SingleLight commented 1 year ago

Thank you Patrick. That's very helpful, I pulled the latest and it worked. But during the build volume by volume, error occured during volume 6 build here are the error logs:

Traceback (most recent call last): 
  File "/Users/name/code/wandering_inn/./wanderinginn2epub.py", line 342, in <module> 
    main() 
  File "/Users/name/code/wandering_inn/./wanderinginn2epub.py", line 329, in main 
    gen = OPFGenerator(volume_data)
  File "/Users/name/code/wandering_inn/ebookmaker/ebookmaker.py", line 105, in __init__
    Generator.__init__(self, ebookData)
  File "/Users/name/code/wandering_inn/ebookmaker/ebookmaker.py", line 54, in __init__
    self.outline[fname] = self.outlineEBookContents(fname, depth)
  File "/Users/name/code/wandering_inn/ebookmaker/ebookmaker.py", line 67, in outlineEBookContents
    outline = [h for h in soup.body if getattr(h, 'name', None) in hTags and int(h.name[-1]) <= depth]
TypeError: 'NoneType' object is not iterable
Patrick-Hogan commented 1 year ago

Hm.
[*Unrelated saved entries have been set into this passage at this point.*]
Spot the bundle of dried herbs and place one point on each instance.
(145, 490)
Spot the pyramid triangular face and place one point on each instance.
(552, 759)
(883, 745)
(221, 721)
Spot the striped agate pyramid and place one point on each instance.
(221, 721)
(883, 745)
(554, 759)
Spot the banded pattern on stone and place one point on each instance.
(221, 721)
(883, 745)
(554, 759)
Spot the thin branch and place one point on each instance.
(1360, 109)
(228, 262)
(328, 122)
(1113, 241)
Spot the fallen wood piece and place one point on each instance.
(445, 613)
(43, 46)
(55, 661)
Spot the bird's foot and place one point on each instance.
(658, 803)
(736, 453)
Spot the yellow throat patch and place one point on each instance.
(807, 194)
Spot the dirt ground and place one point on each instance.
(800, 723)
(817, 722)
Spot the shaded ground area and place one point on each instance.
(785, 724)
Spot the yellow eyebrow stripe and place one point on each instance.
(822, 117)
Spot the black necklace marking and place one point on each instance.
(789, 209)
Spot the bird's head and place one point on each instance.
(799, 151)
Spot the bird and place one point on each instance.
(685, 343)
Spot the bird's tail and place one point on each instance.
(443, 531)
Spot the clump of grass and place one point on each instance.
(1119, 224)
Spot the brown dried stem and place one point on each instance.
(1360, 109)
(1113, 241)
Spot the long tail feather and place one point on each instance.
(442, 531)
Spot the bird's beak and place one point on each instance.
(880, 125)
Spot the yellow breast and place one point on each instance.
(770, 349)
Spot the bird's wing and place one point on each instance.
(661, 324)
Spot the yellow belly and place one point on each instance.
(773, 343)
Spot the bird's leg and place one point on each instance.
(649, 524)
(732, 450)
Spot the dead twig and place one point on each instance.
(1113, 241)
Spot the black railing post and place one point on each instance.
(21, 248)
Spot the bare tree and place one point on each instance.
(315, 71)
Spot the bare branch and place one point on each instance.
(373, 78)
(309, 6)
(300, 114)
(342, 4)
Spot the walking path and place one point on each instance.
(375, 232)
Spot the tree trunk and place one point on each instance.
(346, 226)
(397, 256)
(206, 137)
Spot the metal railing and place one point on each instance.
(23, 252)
I was able to build without a problem, both with no arguments (generates a single epub with all released chapters), by volume and by chapter without any problems.

Is it possible one or more html files wasn't downloaded correctly (e.g., due to network interruption)? The html files for chapter 6 should all be pretty sizable (60K-180K); any zero-byte or missing files might cause this kind of a problem, I think. Easiest fix may just be to run rm build/html/wandering_inn-06*.html (removing all of the volume 6 files) and re-run the build.

For a more targeted approach that might give some insight, I generated a checksum of the html downloads from my build here: checksum_chapters.sha256.txt; you can use it to find any missing/corrupt html files in your build directory by:

SingleLight commented 1 year ago

Wow yeah it was just a corrupted html file, running the remove command solved it and I was able to build all the volumes. Thank you Patrick

Patrick-Hogan commented 1 year ago

No problem---glad it's working for you